Third, the position that anyone should be allowed to monitor another on social media without any declared intent does not carry into other public venues. The street in front of my house is a public street, but that does not mean that a person can decide to stand in that street and watch for hours in order to monitor my activity even in that public street without risking being investigated for suspicious activity. Authorities would seek information on intent, as well they should.
Even personal restraining orders commonly apply to public places.
Once forced by discontent expressed on the very social media they were monitoring, the PARCC testing consortium came forth with a statement on behalf of Pearson about monitoring for “test security.” Given that standardized test sales increased more than 3,000 percent from 1955 to 1997– even prior to Bush’s test-centered No Child Left Behind (NCLB) in 2002– it seems that “test security” doubles as a euphemism for “protecting the profits.”
Pearson’s 2015 contract for PARCC is estimated as at least $138 million. In 1955, US standardized test sales equaled roughly $10 million (adjusted for 2015 dollars). Sixty years later, the US dependence upon standardized testing has grown so much that a single testing company is making almost 14 times as much in test sales on a test that covers only two subjects– and in only roughly a dozen states.
In monitoring social media, testing companies are arguably chiefly motivated to protect their multi-million-dollar profits.
If the amount of testing is cut, then the testing company profits are cut, and the impetus to monitor social media will also be reduced.
In the Public Eye
When I decided in March 2012 to become actively involved in the fight against the privatization of public education, I realized that my activism would move me into the public eye. I remember reckoning with the idea. In connection with rather strong commentary criticizing rushed 2012 legislation promoting the use of student test scores to grade teachers– legislation designed to blindside classroom teachers not only via its content but also in its speedy passage– I was about to publish my email address in a public forum.
I realized that in doing so, I was placing myself (my job, my personal privacy) in a precarious position.

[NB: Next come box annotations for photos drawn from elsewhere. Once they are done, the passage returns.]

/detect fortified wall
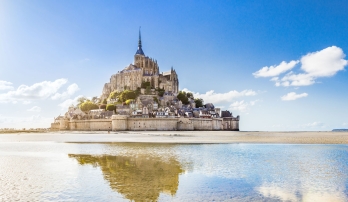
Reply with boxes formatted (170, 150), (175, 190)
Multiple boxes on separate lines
(51, 115), (239, 131)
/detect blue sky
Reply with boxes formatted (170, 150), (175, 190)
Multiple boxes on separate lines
(0, 0), (348, 131)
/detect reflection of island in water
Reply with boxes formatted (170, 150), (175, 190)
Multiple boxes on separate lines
(69, 154), (184, 201)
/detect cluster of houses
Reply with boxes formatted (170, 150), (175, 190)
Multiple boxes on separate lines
(56, 92), (237, 120)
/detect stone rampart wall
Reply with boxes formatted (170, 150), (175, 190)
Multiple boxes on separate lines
(51, 115), (239, 131)
(127, 118), (178, 130)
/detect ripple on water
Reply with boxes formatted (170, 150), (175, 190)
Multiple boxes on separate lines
(0, 142), (348, 201)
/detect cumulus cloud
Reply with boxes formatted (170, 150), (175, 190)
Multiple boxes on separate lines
(0, 79), (68, 103)
(183, 88), (257, 104)
(58, 95), (83, 110)
(253, 46), (348, 87)
(228, 100), (259, 112)
(281, 92), (308, 101)
(0, 80), (13, 90)
(300, 121), (325, 128)
(27, 106), (41, 112)
(51, 83), (80, 100)
(253, 60), (299, 78)
(0, 115), (54, 128)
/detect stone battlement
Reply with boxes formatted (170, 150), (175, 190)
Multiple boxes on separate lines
(51, 115), (239, 131)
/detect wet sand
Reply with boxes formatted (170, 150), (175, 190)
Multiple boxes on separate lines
(0, 131), (348, 144)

But I also knew such was the cost of becoming a public advocate.
Since that time, I have started this blog, written two books, and engaged in public speaking. For these reasons, I consider myself a public figure.
Established advocates are public figures. So are elected officials and other titled public servants.

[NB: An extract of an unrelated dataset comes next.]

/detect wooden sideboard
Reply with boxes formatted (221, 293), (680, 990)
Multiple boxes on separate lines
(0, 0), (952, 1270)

And as a public figure, I expect to be investigated. Sure enough, I have learned of specific instances of individuals combing the internet in search of my history. They will likely locate public documents that include personally identifiable information about me. I own property, and I have published resumes.

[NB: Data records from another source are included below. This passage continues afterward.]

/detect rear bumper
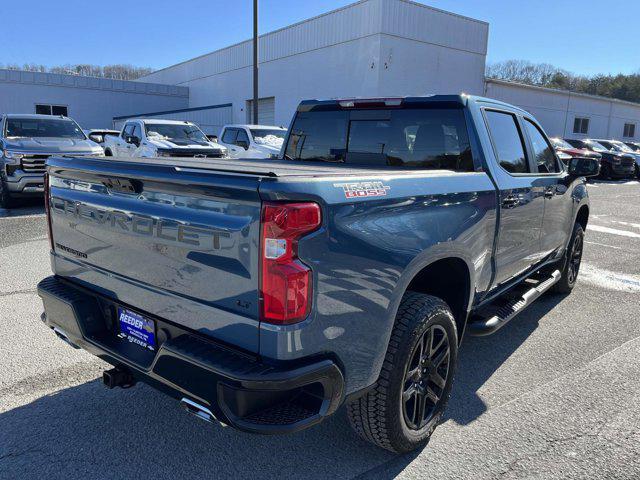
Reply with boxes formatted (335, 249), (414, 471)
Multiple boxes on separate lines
(38, 277), (344, 434)
(611, 163), (636, 178)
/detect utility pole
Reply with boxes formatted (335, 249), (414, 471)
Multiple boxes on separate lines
(253, 0), (258, 125)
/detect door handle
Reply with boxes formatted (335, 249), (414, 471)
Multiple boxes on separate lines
(502, 195), (520, 208)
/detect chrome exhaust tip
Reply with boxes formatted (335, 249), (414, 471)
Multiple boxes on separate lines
(180, 398), (218, 423)
(53, 327), (80, 350)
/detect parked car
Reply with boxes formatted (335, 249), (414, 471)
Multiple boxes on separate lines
(0, 114), (103, 208)
(565, 138), (636, 179)
(38, 95), (599, 452)
(84, 128), (120, 148)
(598, 140), (640, 177)
(219, 125), (287, 159)
(104, 118), (227, 158)
(549, 137), (602, 163)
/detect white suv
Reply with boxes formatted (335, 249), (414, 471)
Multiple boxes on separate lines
(218, 125), (287, 159)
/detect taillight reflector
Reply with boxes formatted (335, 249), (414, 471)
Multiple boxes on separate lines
(260, 203), (322, 325)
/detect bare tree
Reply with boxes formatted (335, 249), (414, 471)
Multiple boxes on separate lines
(0, 63), (153, 80)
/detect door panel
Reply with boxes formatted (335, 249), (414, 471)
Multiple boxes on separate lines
(485, 110), (544, 285)
(523, 118), (573, 256)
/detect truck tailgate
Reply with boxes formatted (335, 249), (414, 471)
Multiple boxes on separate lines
(48, 158), (261, 352)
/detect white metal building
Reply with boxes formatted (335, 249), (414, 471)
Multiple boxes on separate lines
(136, 0), (640, 140)
(0, 69), (189, 128)
(141, 0), (489, 126)
(485, 79), (640, 141)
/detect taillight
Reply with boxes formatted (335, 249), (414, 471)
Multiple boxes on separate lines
(44, 173), (55, 251)
(260, 203), (321, 325)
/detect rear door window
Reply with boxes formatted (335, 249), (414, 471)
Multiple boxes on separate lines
(485, 110), (529, 173)
(524, 118), (560, 173)
(286, 111), (348, 162)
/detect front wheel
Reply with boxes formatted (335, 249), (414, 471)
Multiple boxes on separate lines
(552, 223), (584, 293)
(347, 292), (458, 453)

And note that I have zero expectation that those researching me should refrain linking to publicly available information on me because I am a woman.
I do not expect to escape investigation because I am female, and I refuse to engage in accusations of sexist activity simply because someone links to my publicly-available documentation as part of legitimate investigation.
Such investigation comes with my being in the public eye.
Bringing It Home
I contend that as a researcher, I have a right to document my work via information that is part of legitimate public record. What makes the public record legitimate is that any personally identifiable information has been legitimately obtained, either voluntarily from an individual or as a matter of public mandate, in which case the inclusion of the personally identifiable information, such as home address and phone number, is known to the individual.
I expect the same when others research me.